Carlo Taormina, probabilmente è uno dei penalisti italiani più noti al grande pubblico, protagonista per decenni di alcuni tra i processi più discussi della cronaca giudiziaria nazionale, ma anche per essere stato una figura attiva in politica.
Nato a Roma e laureato a La Sapienza dopo un iniziale percorso in magistratura, ha scelto la libera professione, costruendo una carriera forense caratterizzata da una forte esposizione mediatica e da una presenza costante nei grandi dibattiti giudiziari italiani.

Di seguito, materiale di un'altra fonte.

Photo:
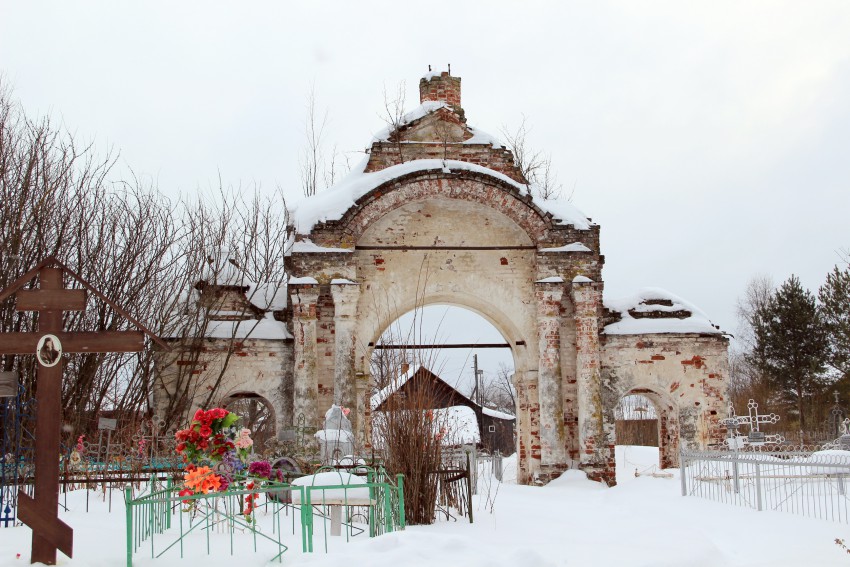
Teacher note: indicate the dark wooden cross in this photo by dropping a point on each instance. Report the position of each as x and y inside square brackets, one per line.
[51, 299]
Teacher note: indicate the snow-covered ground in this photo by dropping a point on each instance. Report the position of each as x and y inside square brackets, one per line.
[642, 522]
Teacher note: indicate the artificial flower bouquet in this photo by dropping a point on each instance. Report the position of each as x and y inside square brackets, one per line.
[218, 456]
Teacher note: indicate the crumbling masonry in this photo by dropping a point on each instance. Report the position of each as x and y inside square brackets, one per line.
[440, 214]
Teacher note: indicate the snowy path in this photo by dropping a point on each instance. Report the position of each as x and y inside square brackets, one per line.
[572, 522]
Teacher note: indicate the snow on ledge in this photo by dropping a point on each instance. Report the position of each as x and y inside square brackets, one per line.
[420, 111]
[309, 247]
[332, 203]
[497, 414]
[481, 137]
[645, 301]
[574, 247]
[267, 328]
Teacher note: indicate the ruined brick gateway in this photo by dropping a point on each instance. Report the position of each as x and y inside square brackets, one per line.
[440, 215]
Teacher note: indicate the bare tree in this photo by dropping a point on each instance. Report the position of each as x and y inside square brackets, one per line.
[746, 381]
[497, 391]
[312, 162]
[534, 165]
[393, 115]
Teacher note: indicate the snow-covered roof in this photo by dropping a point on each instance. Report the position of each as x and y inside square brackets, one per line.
[655, 310]
[387, 391]
[460, 423]
[332, 203]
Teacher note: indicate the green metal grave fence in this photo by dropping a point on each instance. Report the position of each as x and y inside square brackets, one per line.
[162, 520]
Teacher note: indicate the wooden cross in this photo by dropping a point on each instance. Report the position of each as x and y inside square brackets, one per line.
[51, 300]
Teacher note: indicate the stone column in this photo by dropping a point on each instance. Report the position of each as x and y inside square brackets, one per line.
[345, 295]
[552, 444]
[305, 377]
[593, 443]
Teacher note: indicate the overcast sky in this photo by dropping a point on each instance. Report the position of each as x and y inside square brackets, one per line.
[711, 140]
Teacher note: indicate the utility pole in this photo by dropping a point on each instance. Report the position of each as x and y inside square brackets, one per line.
[477, 398]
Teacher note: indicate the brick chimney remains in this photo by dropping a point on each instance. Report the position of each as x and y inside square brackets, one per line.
[442, 87]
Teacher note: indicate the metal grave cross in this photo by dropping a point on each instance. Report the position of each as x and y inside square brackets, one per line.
[754, 419]
[51, 299]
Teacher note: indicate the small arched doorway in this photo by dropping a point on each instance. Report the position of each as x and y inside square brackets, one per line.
[256, 414]
[636, 421]
[645, 417]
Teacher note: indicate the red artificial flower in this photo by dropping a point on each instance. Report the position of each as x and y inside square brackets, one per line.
[186, 492]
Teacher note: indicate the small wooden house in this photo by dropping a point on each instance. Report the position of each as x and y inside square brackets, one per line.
[495, 429]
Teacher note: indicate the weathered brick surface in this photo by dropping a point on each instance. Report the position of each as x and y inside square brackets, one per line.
[473, 240]
[685, 376]
[253, 366]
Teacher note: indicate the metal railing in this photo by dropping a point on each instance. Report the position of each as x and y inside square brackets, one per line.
[806, 483]
[162, 520]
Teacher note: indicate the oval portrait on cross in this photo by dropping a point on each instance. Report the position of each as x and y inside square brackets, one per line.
[48, 351]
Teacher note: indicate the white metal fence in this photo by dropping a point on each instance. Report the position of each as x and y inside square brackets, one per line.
[806, 483]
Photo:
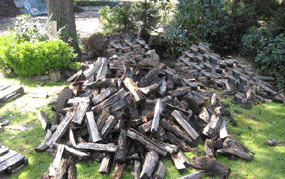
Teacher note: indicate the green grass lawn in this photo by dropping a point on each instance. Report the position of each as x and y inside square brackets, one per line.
[268, 162]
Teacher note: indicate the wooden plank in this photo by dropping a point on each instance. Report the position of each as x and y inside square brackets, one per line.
[92, 127]
[61, 129]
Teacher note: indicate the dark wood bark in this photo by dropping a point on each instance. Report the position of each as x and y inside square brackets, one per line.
[133, 134]
[176, 130]
[92, 127]
[186, 126]
[211, 165]
[45, 122]
[151, 160]
[43, 146]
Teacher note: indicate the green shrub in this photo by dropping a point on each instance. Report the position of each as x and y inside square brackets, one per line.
[34, 58]
[271, 59]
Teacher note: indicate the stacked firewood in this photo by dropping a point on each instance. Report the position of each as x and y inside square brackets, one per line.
[134, 110]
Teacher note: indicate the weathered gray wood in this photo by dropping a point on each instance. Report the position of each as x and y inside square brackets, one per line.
[98, 147]
[176, 130]
[186, 126]
[92, 127]
[196, 175]
[76, 75]
[43, 146]
[160, 171]
[80, 112]
[105, 164]
[156, 118]
[133, 134]
[45, 122]
[151, 160]
[61, 129]
[107, 128]
[56, 161]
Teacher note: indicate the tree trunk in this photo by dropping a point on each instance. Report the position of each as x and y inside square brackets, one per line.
[62, 12]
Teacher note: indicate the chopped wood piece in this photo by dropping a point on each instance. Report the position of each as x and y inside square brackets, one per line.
[211, 165]
[54, 166]
[80, 113]
[119, 168]
[97, 147]
[155, 122]
[175, 130]
[149, 165]
[105, 164]
[160, 171]
[122, 150]
[133, 134]
[42, 117]
[92, 127]
[187, 127]
[43, 146]
[61, 129]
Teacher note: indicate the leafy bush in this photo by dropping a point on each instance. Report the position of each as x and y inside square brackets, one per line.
[29, 58]
[255, 41]
[271, 59]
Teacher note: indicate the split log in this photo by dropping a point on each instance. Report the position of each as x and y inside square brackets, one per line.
[97, 147]
[42, 117]
[54, 166]
[43, 146]
[133, 134]
[105, 164]
[80, 113]
[122, 150]
[211, 165]
[196, 175]
[175, 130]
[160, 171]
[149, 165]
[187, 127]
[92, 127]
[155, 122]
[61, 129]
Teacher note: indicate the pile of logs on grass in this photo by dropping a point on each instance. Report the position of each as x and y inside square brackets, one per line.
[120, 111]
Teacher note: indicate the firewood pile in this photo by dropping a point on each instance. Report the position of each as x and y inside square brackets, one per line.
[131, 109]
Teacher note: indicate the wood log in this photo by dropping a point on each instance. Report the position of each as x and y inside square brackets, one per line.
[196, 175]
[150, 144]
[97, 147]
[119, 168]
[54, 166]
[160, 171]
[103, 95]
[43, 146]
[92, 127]
[62, 169]
[137, 169]
[211, 165]
[45, 122]
[61, 129]
[122, 150]
[156, 118]
[187, 127]
[107, 128]
[175, 130]
[105, 164]
[151, 160]
[232, 147]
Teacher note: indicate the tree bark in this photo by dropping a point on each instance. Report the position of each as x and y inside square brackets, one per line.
[62, 12]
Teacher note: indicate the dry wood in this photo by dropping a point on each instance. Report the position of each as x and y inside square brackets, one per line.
[149, 165]
[187, 127]
[43, 146]
[92, 127]
[42, 117]
[61, 129]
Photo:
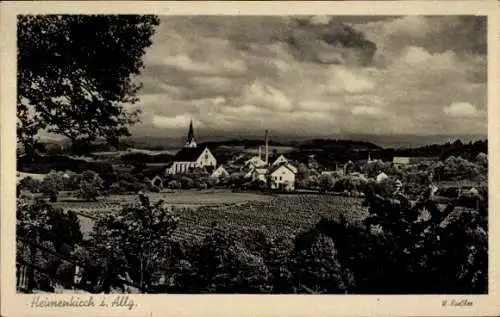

Nel corso degli anni ha assunto la difesa in procedimenti di enorme rilievo storico e mediatico. Tra questi, vicende legate alla strage di Ustica, il processo per l’eccidio delle Fosse Ardeatine — dove difese l’ex ufficiale nazista Erich Priebke — il caso dell’omicidio di Marta Russo e il delitto di Cogne. Processi che hanno segnato profondamente l’opinione pubblica e nei quali Taormina si è distinto per uno stile difensivo combattivo. Parallelamente all’attività forense, Taormina ha avuto un’esperienza politica significativa. Eletto deputato nella XIV legislatura (2001-2006), ha ricoperto l’incarico di sottosegretario di Stato al Ministero dell’Interno nel 2001, durante il governo Berlusconi. In Parlamento, alla Camera dei deputati, si è occupato prevalentemente di temi legati alla giustizia e alla sicurezza. Ha militato in Forza Italia e, nel tempo, ha aderito anche ad altri movimenti.